In the session of Congress, 104 voted against lifting the president’s immunity, 25 voted in favor and 29 abstained.
Social organizations have attacked the decision as a vote in favor of fraud.
Of the 158 congressional seats, 105 votes were needed to lift the president's immunity, which would have forced his resignation if he faced prosecution.
On Friday, Prosecutor Jose Curruchiche, from the Public Ministry's office on Electoral Crimes, and attorney Luis Orozco, from the International Commission Against Impunity in Guatemala, or Cicig, formally presented their accusations against Morales
"A Jimmy Morales piñata is burned outside Congress."
Curruchiche provided evidence that the National Convergence Front party received and concealed over US$919,000 during Morales' 2015 election campaign, when Morales was the party's secretary general.

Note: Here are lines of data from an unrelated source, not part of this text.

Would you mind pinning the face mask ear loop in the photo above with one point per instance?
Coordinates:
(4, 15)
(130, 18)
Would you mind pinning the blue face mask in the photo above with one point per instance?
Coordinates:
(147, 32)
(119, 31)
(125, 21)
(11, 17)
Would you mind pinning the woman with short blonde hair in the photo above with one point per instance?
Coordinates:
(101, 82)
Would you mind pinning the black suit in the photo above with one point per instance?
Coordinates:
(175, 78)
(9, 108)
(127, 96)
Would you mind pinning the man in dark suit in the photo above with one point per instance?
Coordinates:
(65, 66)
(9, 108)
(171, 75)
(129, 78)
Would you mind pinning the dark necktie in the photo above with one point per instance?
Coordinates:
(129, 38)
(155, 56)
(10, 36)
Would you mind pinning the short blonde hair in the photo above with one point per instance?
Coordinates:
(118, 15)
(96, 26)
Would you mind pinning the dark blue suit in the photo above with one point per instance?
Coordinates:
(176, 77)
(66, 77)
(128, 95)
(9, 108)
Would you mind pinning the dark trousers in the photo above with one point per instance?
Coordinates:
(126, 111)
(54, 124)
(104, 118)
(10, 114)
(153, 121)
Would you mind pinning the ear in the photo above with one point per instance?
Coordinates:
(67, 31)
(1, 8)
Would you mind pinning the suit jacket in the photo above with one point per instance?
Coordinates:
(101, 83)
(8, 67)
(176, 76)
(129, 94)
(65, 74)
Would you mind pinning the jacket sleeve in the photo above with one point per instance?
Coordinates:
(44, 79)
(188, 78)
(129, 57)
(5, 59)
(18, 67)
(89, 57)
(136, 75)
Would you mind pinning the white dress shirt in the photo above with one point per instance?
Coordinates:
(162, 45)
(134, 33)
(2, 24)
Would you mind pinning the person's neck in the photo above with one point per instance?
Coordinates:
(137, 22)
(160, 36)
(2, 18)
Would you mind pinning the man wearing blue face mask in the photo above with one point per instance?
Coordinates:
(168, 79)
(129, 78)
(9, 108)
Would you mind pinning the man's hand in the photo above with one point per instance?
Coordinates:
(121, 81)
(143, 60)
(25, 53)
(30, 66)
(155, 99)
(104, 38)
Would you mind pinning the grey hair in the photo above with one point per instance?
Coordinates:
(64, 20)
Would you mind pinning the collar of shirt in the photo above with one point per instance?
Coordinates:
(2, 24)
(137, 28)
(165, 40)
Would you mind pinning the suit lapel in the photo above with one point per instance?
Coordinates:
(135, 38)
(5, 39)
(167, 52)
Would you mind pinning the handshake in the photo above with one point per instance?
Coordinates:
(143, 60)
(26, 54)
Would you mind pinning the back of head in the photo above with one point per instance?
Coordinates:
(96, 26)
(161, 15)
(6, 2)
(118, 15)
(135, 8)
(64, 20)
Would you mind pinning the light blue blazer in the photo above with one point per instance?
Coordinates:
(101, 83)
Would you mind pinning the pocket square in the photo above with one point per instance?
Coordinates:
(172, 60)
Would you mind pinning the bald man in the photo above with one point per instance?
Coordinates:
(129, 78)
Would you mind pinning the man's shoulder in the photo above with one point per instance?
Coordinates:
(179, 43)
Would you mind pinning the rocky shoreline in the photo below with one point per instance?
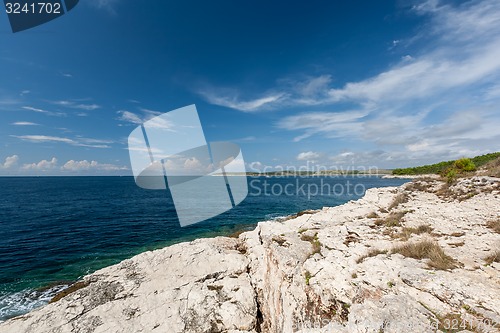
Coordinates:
(419, 258)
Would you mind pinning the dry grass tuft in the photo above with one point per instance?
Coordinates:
(422, 185)
(492, 168)
(406, 233)
(495, 225)
(427, 249)
(394, 219)
(279, 240)
(316, 244)
(494, 257)
(371, 253)
(398, 200)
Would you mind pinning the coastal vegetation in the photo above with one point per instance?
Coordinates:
(450, 168)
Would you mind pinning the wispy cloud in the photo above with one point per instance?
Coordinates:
(435, 102)
(43, 165)
(48, 113)
(78, 141)
(25, 123)
(76, 105)
(233, 101)
(85, 165)
(148, 115)
(309, 156)
(9, 162)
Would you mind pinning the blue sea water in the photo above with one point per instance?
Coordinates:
(54, 230)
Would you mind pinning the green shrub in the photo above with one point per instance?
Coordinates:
(464, 164)
(451, 175)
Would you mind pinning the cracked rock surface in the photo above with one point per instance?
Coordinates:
(333, 270)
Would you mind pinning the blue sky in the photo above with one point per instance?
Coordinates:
(329, 83)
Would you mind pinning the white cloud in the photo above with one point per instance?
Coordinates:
(129, 117)
(43, 165)
(85, 165)
(49, 113)
(310, 156)
(10, 161)
(75, 105)
(44, 138)
(150, 116)
(79, 141)
(331, 124)
(231, 100)
(25, 123)
(437, 103)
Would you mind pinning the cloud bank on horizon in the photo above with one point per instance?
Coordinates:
(423, 86)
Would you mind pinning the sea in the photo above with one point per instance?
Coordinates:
(54, 230)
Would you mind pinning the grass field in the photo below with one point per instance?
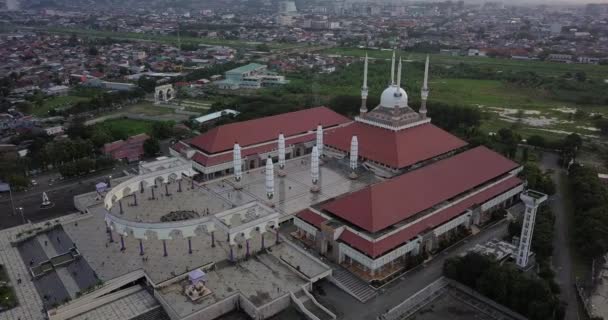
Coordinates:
(540, 67)
(57, 102)
(168, 39)
(126, 127)
(148, 109)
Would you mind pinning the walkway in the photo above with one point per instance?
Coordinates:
(562, 257)
(347, 307)
(355, 286)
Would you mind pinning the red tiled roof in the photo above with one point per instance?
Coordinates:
(398, 149)
(376, 249)
(384, 204)
(256, 131)
(311, 217)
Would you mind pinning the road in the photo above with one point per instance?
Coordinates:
(346, 307)
(562, 259)
(61, 194)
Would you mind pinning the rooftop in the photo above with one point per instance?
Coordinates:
(246, 68)
(398, 149)
(266, 129)
(374, 208)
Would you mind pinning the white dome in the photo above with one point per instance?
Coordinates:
(393, 96)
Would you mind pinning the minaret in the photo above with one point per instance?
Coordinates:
(314, 169)
(425, 89)
(320, 139)
(532, 199)
(281, 155)
(354, 155)
(398, 78)
(364, 90)
(269, 179)
(393, 69)
(237, 163)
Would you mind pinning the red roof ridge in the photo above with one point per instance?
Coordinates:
(381, 205)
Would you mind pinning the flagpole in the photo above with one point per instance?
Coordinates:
(10, 193)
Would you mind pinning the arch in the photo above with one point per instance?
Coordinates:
(176, 234)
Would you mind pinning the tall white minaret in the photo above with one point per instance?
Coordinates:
(320, 139)
(425, 89)
(269, 179)
(364, 90)
(398, 77)
(314, 169)
(237, 163)
(393, 69)
(281, 155)
(354, 155)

But they could not confirm if the money was personally collected by Morales; Curruchiche said there were “indications” that he had, while Orozco said the investigation was only beginning.
Large demonstrations demanding Morales' resignation have taken place in recent weeks, with anger growing after Morales' attempt to quash a series of investigations by the Cicig as well as remove the U.N. anti-corruption body's chief, Ivan Velasquez.
Morales said in a statement that he has always respected the rule of law and the separation of powers between different branches of government.
He has denied any wrongdoing in the campaign finance scandal that has tarred all of the country’s top parties.